On the 22 September 1875, James Augustus St. John died in relative poverty in London and was buried in Highgate Cemetery. His sons Horace Stebbing Roscoe and Percy Bolingbroke were later buried in the same grave.

==Works==
Under the pseudonym of Horace Gwynne he wrote Abdallah; an oriental poem: in three cantos (1824). Under the name of St. John,
besides the works mentioned above, he was also the author of Journal of a Residence in Normandy (1830); Lives of Celebrated Travellers (1830); Anatomy of Society (1831); History, Manners and Customs of the Hindus (1831); Margaret Ravenscroft, or Second Love (3 vols., 1835); Select Prose Works of Milton (2 vols. 1836);The History of the Manners and Customs of Ancient Greece (3 vols. 1842); Sir Cosmo Digby, a novel (1843); Views in the Eastern Archipelago (1847); Oriental album. Characters, costumes, and modes of life, in the valley of the Nile (1848); Oriental album... (2nd ed.) (1851); Isis: An Egyptian Pilgrimage (1853); There and Back Again in Search of Beauty (1853); The Nemesis of Power (1854); Philosophy at the Foot of the Cross (1854); The Preaching of Christ (1855); The Ring and the Veil, a novel (1856); Life of Louis Napoleon (1857); History of the Four Conquests of England (1862); and Weighed in the Balance, a novel (1864). He also edited, with notes, various English classics.

==Family==
Late in 1819, he married Eliza Caroline Agar Hansard (c.1798–1867), daughter of Alexander Hansard, a Bristol doctor. Among their children were:
- Percy Bolingbroke St. John (1821–1889)
- Bayle St. John (1822–1859)
- Elizabeth Ann St.John (1824–?)
- Spenser St. John (1826–1910)
- James Augustus St.John (1829–1880)
- Horace Stebbing Roscoe St. John (1830–1888)
- Helen Cornelia St.John (1831–1858)
- Vane Ireton Shaftesbury St John (1838–1911)

Percy, Bayle, and Horace all became journalists and authors of some literary distinction.

Bayle began contributing to periodicals when only thirteen, and went on to be a prolific travel writer and biographer.

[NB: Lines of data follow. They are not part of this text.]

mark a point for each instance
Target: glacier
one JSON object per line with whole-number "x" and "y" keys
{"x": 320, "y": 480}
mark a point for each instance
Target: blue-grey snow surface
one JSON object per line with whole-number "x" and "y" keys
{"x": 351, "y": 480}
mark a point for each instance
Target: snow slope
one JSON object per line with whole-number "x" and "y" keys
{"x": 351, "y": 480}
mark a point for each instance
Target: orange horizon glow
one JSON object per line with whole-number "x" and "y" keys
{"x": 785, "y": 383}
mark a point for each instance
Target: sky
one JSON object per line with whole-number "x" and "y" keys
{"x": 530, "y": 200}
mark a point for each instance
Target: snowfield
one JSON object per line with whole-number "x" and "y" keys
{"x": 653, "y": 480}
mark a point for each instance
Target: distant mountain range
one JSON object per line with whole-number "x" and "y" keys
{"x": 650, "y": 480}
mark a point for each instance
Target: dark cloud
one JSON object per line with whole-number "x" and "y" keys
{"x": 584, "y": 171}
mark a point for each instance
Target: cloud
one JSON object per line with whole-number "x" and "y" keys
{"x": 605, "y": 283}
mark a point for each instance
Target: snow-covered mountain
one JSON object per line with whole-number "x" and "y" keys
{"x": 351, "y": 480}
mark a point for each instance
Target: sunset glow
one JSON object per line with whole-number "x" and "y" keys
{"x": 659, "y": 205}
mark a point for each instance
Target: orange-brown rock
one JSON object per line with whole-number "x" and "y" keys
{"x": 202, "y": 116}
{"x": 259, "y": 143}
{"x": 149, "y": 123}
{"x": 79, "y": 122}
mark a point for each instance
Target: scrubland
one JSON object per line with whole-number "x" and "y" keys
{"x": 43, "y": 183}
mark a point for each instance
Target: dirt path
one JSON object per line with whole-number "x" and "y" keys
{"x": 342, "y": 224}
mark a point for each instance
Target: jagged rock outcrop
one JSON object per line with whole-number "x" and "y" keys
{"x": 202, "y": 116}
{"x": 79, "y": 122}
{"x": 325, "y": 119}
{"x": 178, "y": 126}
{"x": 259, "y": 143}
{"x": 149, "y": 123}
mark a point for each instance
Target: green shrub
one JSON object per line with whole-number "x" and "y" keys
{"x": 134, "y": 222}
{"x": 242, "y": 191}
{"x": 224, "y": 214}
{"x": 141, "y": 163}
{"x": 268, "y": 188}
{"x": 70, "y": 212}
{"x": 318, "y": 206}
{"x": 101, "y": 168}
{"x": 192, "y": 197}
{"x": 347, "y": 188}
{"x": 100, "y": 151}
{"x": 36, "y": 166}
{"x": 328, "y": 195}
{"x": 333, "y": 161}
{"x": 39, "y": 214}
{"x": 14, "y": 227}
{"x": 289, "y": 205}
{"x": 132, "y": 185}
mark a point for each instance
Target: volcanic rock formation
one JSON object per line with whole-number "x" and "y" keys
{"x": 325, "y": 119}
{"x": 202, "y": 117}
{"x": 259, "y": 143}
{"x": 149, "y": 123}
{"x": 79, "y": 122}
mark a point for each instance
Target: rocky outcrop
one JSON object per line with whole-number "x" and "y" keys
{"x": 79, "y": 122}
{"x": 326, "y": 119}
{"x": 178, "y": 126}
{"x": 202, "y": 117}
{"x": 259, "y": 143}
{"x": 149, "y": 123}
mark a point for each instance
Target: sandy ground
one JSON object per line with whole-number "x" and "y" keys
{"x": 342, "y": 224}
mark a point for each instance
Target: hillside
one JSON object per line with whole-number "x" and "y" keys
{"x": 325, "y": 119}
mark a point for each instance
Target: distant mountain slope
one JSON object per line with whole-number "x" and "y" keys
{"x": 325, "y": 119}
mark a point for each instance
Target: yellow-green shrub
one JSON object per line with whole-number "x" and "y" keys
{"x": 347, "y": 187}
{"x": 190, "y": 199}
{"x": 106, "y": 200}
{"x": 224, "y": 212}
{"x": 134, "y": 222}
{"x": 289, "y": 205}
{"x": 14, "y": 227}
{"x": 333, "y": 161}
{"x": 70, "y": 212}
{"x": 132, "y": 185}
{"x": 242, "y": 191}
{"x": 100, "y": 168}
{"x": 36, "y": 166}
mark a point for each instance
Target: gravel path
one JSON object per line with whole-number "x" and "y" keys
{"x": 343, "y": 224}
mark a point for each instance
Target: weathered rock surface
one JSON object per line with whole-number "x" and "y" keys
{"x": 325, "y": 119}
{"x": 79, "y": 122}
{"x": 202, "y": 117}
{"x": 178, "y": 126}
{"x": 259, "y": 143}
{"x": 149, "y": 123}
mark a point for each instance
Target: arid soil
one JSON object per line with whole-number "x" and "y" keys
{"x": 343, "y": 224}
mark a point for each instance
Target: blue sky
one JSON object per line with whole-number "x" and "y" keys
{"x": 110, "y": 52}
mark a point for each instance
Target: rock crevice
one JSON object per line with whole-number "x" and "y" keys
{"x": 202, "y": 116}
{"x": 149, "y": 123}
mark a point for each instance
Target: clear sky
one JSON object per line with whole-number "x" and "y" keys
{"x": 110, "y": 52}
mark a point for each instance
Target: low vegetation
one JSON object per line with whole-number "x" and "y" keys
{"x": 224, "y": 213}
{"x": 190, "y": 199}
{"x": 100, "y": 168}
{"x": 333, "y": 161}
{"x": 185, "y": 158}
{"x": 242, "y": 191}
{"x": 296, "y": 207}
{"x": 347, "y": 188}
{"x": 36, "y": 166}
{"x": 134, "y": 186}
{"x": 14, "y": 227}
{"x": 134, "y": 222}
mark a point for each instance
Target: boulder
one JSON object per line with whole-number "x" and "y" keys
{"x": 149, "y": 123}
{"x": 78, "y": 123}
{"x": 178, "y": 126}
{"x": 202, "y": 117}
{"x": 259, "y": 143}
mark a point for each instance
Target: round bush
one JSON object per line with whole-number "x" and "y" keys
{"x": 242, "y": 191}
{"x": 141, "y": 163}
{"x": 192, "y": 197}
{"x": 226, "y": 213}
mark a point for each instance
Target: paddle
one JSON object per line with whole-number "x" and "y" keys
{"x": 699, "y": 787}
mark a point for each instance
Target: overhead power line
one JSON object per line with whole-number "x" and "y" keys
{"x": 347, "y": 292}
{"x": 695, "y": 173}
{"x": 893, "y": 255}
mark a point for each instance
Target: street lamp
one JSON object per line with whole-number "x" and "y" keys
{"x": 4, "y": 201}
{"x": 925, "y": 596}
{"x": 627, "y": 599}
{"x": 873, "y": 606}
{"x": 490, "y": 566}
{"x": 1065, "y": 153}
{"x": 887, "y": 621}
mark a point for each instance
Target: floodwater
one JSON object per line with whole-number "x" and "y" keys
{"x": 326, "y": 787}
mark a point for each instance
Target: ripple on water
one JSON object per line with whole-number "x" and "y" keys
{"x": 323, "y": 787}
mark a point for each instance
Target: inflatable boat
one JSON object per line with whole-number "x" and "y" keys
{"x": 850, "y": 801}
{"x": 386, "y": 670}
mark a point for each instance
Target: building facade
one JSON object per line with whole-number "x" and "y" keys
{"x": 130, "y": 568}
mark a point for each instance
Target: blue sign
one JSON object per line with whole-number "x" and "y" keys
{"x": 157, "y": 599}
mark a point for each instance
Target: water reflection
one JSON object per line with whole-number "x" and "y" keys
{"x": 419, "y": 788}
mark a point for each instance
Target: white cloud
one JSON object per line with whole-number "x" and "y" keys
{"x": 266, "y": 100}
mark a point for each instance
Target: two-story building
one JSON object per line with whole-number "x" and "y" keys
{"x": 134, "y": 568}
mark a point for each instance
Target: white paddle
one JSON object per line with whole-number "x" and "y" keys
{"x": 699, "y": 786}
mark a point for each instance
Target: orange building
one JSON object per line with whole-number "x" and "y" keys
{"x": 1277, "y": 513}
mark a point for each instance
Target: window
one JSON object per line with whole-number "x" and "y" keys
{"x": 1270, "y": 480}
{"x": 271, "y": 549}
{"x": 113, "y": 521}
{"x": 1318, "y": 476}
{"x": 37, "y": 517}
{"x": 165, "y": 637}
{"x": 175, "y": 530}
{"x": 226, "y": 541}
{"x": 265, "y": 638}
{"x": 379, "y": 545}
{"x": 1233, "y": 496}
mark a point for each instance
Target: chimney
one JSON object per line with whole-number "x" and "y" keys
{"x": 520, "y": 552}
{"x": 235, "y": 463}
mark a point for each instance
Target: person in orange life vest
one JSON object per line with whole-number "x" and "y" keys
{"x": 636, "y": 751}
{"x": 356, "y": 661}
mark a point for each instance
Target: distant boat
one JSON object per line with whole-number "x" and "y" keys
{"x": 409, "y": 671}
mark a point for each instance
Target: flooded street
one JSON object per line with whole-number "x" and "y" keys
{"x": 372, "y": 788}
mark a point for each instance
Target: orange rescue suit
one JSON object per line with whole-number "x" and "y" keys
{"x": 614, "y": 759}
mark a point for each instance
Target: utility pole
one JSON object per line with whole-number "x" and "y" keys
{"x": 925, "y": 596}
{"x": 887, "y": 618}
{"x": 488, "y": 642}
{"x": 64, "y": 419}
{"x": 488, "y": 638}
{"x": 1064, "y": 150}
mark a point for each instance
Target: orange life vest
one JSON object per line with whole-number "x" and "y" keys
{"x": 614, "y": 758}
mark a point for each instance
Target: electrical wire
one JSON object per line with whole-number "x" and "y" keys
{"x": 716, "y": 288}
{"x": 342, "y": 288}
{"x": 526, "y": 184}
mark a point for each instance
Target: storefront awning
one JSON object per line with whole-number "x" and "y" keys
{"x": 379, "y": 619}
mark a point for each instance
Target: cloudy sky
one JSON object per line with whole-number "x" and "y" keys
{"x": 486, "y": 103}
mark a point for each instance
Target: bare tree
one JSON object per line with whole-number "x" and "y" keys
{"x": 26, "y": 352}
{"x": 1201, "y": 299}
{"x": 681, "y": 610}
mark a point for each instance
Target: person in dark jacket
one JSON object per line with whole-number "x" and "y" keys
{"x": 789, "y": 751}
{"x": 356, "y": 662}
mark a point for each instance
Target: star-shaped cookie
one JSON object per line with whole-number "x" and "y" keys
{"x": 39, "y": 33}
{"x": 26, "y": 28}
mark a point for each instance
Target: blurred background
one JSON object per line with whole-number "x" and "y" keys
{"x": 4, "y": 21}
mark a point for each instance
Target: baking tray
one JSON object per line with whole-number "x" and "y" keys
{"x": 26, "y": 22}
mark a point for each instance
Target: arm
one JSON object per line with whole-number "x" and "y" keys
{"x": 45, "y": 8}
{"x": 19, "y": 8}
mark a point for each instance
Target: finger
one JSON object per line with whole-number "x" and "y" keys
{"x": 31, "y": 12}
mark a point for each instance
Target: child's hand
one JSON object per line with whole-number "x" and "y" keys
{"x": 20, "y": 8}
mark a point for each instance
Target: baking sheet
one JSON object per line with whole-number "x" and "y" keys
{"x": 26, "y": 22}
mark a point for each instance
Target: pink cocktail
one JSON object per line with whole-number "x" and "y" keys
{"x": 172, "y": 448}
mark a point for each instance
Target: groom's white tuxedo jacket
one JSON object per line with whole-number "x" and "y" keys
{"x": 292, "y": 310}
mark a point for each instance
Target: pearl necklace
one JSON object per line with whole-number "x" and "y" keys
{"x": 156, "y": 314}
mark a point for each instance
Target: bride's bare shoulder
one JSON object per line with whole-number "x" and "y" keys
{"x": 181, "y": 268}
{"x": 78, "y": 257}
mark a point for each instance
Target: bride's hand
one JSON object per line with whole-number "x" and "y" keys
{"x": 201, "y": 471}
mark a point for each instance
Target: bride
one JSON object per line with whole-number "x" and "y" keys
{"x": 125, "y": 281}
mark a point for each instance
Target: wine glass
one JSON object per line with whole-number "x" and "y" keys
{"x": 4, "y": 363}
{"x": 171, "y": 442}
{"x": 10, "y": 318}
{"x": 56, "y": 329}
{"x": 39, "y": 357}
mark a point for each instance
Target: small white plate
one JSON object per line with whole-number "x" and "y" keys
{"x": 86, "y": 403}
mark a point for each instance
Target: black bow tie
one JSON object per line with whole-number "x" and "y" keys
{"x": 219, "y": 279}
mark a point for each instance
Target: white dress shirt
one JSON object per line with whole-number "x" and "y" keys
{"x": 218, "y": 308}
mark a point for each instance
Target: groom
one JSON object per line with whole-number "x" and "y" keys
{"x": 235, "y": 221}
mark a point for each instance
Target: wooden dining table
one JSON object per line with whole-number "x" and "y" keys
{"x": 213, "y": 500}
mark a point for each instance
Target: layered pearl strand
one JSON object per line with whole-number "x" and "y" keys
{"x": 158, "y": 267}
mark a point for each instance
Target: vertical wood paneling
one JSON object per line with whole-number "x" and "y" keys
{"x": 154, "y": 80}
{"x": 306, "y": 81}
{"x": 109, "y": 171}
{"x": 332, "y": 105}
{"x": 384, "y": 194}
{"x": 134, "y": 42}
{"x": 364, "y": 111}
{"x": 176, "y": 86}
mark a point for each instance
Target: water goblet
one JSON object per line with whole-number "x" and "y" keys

Horace Stebbing St. John was born in Normandy on 6 July 1830, and was educated by his father. When he was only 20, Horace published A Life of Christopher Columbus. In 1852, he published A History of the British Conquests in India. Between 1857 and 1861, he wrote for the Telegraph, and contributed to other periodicals on politics and Eastern affairs. In 1861, he worked for the Morning Chronicle. However, like so many members of the St. John family, Horace acquired substantial debts, and filed for bankruptcy. He published very little after 1872, suffering from ill health, and he died on 29 February 1888.

Spenser also wrote, but distinguished himself as a diplomat, at first in Labuan, Borneo, where James also went to work for the Brooke Raj in Sarawak.

==In Literature==
James Augustus St. John is mentioned in 'Flashman on the March' by George MacDonald Fraser as an authority on female breasts.